I’ve been talking with people these days about what hinders people in New York City from reaching out to their neighbors just to get to know them and start relationships.  While there are lots of reasons, one of the themes that emerged overwhelmingly was the deeply held belief in the inviolability of private/personal space, particularly in a city as densely populated as New York.  To venture beyond the social conventions of polite conversation in that wasteland called “the hallway” is to risk awkwardness and even a subtle ostracism.

While we must admit that there is much of life that is meant to happen “in the privacy of your own home”, I think we ought to question whether our homes should be viewed as impenetrable fortresses of privacy.  Here’s why.  If all that we have is given to us by God, and if we agree with what I tell my kids almost every day, that “God gives us things so that we can share,” then we must conclude that God gives us our homes so that we can share them.  There is this great verse in Eph 4:28 where Paul tells the thief that he must no longer steal and should instead work for honest gain.  And then he gives him the reason why: so that he can have something to share with others–a pretty radical rationale for why we work and for why we can rightly seek to generate wealth!  This orientation towards sharing with others is why the bible places so much emphasis on hospitality (see Heb 13:2, 1 Pet 4:9, 3 John 5-8, et.al.).  A central truth of the gospel is that we were once strangers, without hope and without God in this world, but now in Christ we have been brought near through his blood (Eph 2:11-13).  And the bible seems to say that anyone who has tasted the sweetness of that truth will inevitably (though not easily) become a person marked by radical hospitality–“a lover of strangers”.

Yet somehow the idea of home as an intensely private space has become deeply entrenched in our culture.  But this was not always so.  There was a time when the home was the center of economic, educational and social life.  In some respects, it was the aggregation of “home life” that created public life in earlier western societies.  It wasn’t until the industrial revolution where work, largely for men, could no longer be done on the homestead and instead required a commute into the factory.  Economic life was divorced from home life and the ensuing result was the home life became privatized.  Many scholars have noted that it was this revolution that began to disenfranchise women in “public life” as they found themselves increasingly relegated to the “merely private” sphere of home.
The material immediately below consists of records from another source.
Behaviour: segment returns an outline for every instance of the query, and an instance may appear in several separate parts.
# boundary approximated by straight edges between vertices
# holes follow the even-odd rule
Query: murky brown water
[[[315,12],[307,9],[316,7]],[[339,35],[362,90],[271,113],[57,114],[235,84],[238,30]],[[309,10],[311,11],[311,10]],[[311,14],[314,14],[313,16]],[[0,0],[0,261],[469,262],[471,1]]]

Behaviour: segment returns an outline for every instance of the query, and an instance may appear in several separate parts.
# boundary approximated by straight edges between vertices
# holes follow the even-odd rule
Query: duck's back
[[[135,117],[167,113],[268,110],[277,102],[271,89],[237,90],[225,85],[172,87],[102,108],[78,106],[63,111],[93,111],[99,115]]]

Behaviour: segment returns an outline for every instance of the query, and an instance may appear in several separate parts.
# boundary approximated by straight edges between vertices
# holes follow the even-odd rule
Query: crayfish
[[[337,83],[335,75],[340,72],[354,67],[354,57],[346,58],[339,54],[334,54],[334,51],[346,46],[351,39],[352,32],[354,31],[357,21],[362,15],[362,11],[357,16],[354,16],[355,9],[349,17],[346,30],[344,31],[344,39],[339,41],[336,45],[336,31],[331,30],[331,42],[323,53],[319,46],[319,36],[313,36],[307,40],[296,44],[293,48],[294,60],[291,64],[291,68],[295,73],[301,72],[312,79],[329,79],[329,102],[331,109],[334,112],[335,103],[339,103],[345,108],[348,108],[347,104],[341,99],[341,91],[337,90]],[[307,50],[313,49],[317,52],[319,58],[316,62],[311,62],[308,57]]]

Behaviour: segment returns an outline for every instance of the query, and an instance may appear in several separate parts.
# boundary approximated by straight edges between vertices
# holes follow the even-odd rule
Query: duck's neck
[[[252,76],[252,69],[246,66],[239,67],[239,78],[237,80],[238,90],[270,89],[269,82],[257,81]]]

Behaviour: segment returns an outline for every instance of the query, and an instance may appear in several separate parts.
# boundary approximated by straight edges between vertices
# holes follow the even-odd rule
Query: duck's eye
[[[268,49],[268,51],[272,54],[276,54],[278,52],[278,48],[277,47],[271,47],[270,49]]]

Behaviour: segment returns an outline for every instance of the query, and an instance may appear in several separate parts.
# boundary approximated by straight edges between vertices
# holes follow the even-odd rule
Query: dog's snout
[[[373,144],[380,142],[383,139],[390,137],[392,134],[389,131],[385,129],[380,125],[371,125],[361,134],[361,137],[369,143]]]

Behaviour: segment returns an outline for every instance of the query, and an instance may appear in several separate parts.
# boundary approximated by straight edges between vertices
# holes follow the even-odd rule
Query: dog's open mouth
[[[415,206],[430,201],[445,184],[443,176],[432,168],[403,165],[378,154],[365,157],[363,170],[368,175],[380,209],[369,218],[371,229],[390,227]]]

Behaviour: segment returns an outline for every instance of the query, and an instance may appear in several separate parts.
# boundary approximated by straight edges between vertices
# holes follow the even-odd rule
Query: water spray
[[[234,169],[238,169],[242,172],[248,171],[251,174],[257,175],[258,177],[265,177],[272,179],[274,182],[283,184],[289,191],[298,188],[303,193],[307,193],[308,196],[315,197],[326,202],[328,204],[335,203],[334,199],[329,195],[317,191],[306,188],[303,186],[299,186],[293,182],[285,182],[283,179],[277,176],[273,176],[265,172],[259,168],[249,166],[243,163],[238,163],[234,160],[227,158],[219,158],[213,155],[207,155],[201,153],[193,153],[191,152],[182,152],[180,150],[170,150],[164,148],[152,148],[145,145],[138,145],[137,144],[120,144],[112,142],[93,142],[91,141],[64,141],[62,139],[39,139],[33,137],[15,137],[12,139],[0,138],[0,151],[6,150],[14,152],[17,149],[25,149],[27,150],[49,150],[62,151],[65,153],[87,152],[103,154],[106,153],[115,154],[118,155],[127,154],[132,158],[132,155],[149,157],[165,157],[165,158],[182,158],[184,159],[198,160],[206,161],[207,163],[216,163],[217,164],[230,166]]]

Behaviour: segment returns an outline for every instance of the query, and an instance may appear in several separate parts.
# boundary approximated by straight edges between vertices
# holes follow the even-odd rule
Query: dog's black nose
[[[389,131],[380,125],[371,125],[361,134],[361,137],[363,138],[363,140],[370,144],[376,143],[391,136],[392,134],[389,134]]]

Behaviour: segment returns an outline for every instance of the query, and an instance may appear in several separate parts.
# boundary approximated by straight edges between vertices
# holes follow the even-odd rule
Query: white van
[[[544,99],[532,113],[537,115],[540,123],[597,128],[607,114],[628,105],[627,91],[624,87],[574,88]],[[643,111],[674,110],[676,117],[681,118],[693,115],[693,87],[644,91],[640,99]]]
But here, I think, is where Christian hospitality can be radically subversive–because hospitality defies the public/private dichotomy that shapes and distorts so much of modern life (a dichotomy that insists that religion must remain in the private sphere in order to create a peaceful public life together).  When a Christian refuses to see his home as private space where he is entitled to escape the demands of life with others, and instead sees his home as something given to him by God to be shared with others, that person is insisting that the life we call “private” was meant to be shared with others in “public”.

Or, in other words, the only way to achieve a peaceable public life together is for us to learn how to share a peaceable private life together–a private life shared not just with those who are like us, but one shared with those who differ.  Which is to say, we ought not to forget to “show hospitality to strangers, for by doing so some have shown hospitality to angels without knowing it” (Heb 13:2).